D. : Constatez-vous des différences entre les entreprises privées et le secteur public ?

F. J.-C. : Malheureusement non. La performance totale est tout autant présente dans les organisations publiques que dans les entreprises privées. D’ailleurs, la porosité est largement véhiculée par ces cabinets-conseils qui tiennent le même langage au privé et au public, et ils mobilisent les mêmes discours : il faut se professionnaliser en rationalisant tous les interstices du travail. Dans les services publics, des indicateurs sont mis en place pour, dit-on, rendre plus efficaces la santé, l’éducation, la culture, sans qu’on s’interroge démocratiquement sur ce qui est attendu de la santé, de l’éducation, de la culture... Les dispositifs de management de la performance – dont la méthode des 3E (economy, effectiveness, efficiency) — ont été directement importés des entreprises privées lucratives dans les entreprises publiques puis dans le système d’évaluation des politiques publiques. La nature même de l’État s’en trouve profondément transformée. Pour être moderne, l’État doit se laisser évaluer, en acceptant de découper ses actions : il reviendrait à chaque action d’être jugée, jaugée par des indicateurs standardisés, établis par des experts. Si l’on y réfléchit bien, cela effrite la qualité de nos démocraties d’une part, mais cela signifie souvent aussi la fin des politiques universelles, puisqu’il s’agit maintenant de « cibler » les publics sur lesquels l’État est admis à agir.


D : Assiste-t-on à des formes de résistance à ce que vous dénoncez comme « les formes totalitaires de l’évaluation » ?

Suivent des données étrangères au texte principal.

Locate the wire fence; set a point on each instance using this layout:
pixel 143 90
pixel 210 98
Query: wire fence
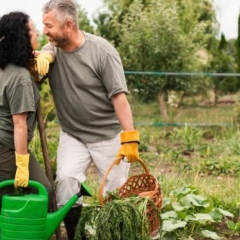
pixel 206 116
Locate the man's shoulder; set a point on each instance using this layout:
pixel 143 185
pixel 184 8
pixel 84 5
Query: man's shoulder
pixel 100 42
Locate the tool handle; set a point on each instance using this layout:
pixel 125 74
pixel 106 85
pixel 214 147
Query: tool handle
pixel 41 189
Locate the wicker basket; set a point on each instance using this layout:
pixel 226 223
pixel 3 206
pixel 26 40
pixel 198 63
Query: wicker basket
pixel 145 185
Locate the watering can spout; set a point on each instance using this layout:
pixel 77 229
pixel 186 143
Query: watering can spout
pixel 54 219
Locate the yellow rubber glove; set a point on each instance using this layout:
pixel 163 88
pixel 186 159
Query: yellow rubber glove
pixel 129 148
pixel 43 61
pixel 22 173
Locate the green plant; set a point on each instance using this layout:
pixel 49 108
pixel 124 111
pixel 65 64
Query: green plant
pixel 187 214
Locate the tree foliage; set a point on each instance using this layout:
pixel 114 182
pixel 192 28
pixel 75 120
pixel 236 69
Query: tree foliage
pixel 155 38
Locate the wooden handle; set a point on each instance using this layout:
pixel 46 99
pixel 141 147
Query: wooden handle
pixel 115 162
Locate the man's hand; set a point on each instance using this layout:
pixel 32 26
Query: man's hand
pixel 22 173
pixel 43 60
pixel 129 148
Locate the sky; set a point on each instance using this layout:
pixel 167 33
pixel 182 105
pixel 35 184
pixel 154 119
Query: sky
pixel 227 12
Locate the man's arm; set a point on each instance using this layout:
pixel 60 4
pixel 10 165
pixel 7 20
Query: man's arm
pixel 123 111
pixel 129 138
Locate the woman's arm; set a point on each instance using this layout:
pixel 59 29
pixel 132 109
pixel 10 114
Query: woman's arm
pixel 20 133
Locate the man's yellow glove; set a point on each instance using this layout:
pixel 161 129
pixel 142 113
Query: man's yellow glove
pixel 22 173
pixel 43 60
pixel 129 148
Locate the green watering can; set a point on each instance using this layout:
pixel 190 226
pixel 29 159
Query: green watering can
pixel 25 216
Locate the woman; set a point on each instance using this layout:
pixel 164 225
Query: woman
pixel 19 99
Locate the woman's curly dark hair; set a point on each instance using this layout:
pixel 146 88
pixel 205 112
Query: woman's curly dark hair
pixel 15 45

F. J.-C. : Une certaine prise de conscience se développe. Par exemple, dans le domaine de la transition écologique, on a pu noter que des formes de co-construction se mettaient en place pour définir les indicateurs de cette transition et du développement soutenable. Je veux également souligner l’approche adoptée par certains chercheurs (Michel Capron par exemple) qui développent des analyses utiles autour de la RSE, ou des organisations progressistes comme le CJD qui défend le concept de la performance globale. Je trouve intéressante cette idée du CJD de co-construction des performances globales, car elle rejoint des réflexions autour de « qui va décider de ce qui compte ». Il est évident qu’il revient à l’ensemble des parties prenantes (management intermédiaire, et tout salarié inclus) de définir la société que nous souhaitons construire. Il faut donc réinventer ces espaces de délibération commune. C’est la seule manière de sortir de cette impasse de trop de souffrance provoquée par la performance totale.